Pipeline for Semantic Integration

“The asteroid to kill this dinosaur is still in orbit.” [1]

Semantic integration implies successfully harmonizing the semantics of two or more systems. The goal may sound simple but it is very hard to implement in our world of legacy systems, emerging technologies, and highly nuanced subject domains. To design robust, flexible and agile systems that are capable of achieving semantic harmonization, the paper looks back to the 70’s and examines a breakthrough in compiler development. The same design pattern is then applied to processes for semantic reconciliation using today’s technologies.

This paper will provide an overview of the steps needed to achieve the goal and present considerations for implementation. The paper does not attempt to explain the principles of lexical, syntactical or ontological analysis, rather it outlines how these process can be kept separate and applied in sequence to achieve semantic interoperability in today’s IT infrastructure consisting of legacy applications, EAI, B2B and Web Service/ESB/SOA technologies. The paper is intended for architects and designers; footnotes for text processing and semantic terms such as lexical, parsing and ontology are provided for other readers.

In the 70’s, two programs emerged from Bell Labs that radically changed compiler technology: Lex and Yacc. Compilers process a source code file and generate a different type of file. Early compilers were large, complicated programs whose cost of development limited their application. When S. Johnson, M. Lesk and E. Schmidt created Lex and Yacc, the costs of developing compilers went down and compiler technology found its way into new arenas.

In the simple example on the right, a Pascal expression is converted to FORTRAN using Lex and Yacc. The process:

A developer creates instructions that describe character patterns and terminal characters for Lex. Yacc then uses developer provided production rules to create the desired output.

The benefits of using standardized and separate tools were increased code reuse, reliability and decoupling the business logic from grammatical processing. Reuse led to Lex and Yacc being used for new classes of programs such as lint, the Portable C Compiler, and a system for typesetting mathematics (roff) [2]. Revolutionary in its time, roff is a direct predecessor of the word processors we use today.
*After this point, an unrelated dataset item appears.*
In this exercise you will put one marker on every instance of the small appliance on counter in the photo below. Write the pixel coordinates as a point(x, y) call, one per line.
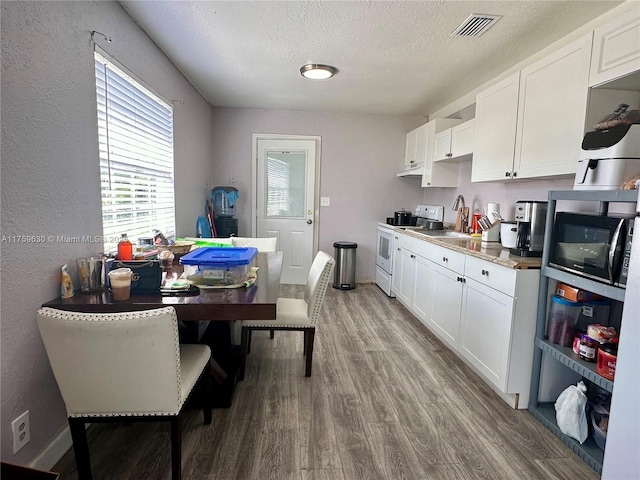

Semantic harmonization will also require breakthroughs. Achieving the same business result regardless of peculiarities in the source data will require us to effectively understand the underlying structure of the data, the metadata that describes the data, and relationships between the various data and metadata.

There is a growing understanding of semantics and their potential in successfully developing integrated business processes. Semantic technologies such as The Semantic Web, inference engines and description logics are joined by process and rules engines in attempting to clarify the intent behind the data exchanged between systems.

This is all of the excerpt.